VI. Other Allegations

  • Indirect Infringement: The complaint alleges inducement of and contribution to infringement (Compl. ¶22). The factual basis is Umedica's future sale of its ANDA product with a label that will necessarily instruct physicians and patients to use the product in an infringing manner for its approved indications (Compl. ¶23).
  • Willful Infringement: The complaint does not contain an explicit allegation of willful infringement. However, it pleads facts that could support a finding of knowledge, including the listing of the '945 patent in the FDA's Orange Book and Umedica's September 4, 2024 notice letter acknowledging the patent (Compl. ¶¶12, 13, 17).

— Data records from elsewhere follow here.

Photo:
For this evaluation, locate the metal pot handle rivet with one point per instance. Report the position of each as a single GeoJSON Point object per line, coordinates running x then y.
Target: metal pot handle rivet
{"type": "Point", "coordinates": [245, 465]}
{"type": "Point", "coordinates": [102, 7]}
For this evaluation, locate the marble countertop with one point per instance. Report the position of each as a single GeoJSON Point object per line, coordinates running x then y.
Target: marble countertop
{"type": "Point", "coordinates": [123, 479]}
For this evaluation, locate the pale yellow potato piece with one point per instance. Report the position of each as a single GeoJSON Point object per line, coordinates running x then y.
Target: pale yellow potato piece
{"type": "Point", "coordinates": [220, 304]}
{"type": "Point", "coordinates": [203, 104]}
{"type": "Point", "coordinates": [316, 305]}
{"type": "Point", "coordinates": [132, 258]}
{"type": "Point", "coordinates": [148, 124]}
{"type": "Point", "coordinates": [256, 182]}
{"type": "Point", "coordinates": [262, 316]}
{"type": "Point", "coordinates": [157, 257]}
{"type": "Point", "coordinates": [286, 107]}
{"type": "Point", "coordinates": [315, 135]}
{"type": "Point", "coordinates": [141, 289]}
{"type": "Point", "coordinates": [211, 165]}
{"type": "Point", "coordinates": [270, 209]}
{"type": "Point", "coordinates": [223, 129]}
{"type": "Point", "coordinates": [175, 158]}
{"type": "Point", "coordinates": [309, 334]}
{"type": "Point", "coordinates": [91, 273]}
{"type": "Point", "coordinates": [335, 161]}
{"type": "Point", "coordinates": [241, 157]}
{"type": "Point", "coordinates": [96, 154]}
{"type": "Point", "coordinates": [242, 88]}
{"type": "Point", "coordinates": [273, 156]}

VII. Analyst’s Conclusion: Key Questions for the Case

  • The Precedential Effect of Prior Litigation: A dispositive issue will be the impact of the prior federal court rulings that upheld the validity of the '945 patent. The court will need to determine whether principles of collateral estoppel bar Umedica from re-litigating validity issues and, if not, how much deference to give the prior reasoned claim construction and validity findings.
  • The Viability of a New Invalidity Challenge: The central conflict will likely be Umedica's attempt to invalidate the patent, as asserted in its notice letter (Compl. ¶17). The key question is whether Umedica can introduce new prior art or arguments sufficiently distinct and compelling to overcome not only the patent's statutory presumption of validity but also the weight of the previous judicial affirmations of its validity.
  • The Factual Basis of Infringement: While the complaint suggests infringement may not be substantively contested, a key evidentiary question remains: does the technical data within Umedica's confidential ANDA submission demonstrate that its proposed generic product meets the specific "D90" particle size and dissolution rate limitations recited in the asserted claims?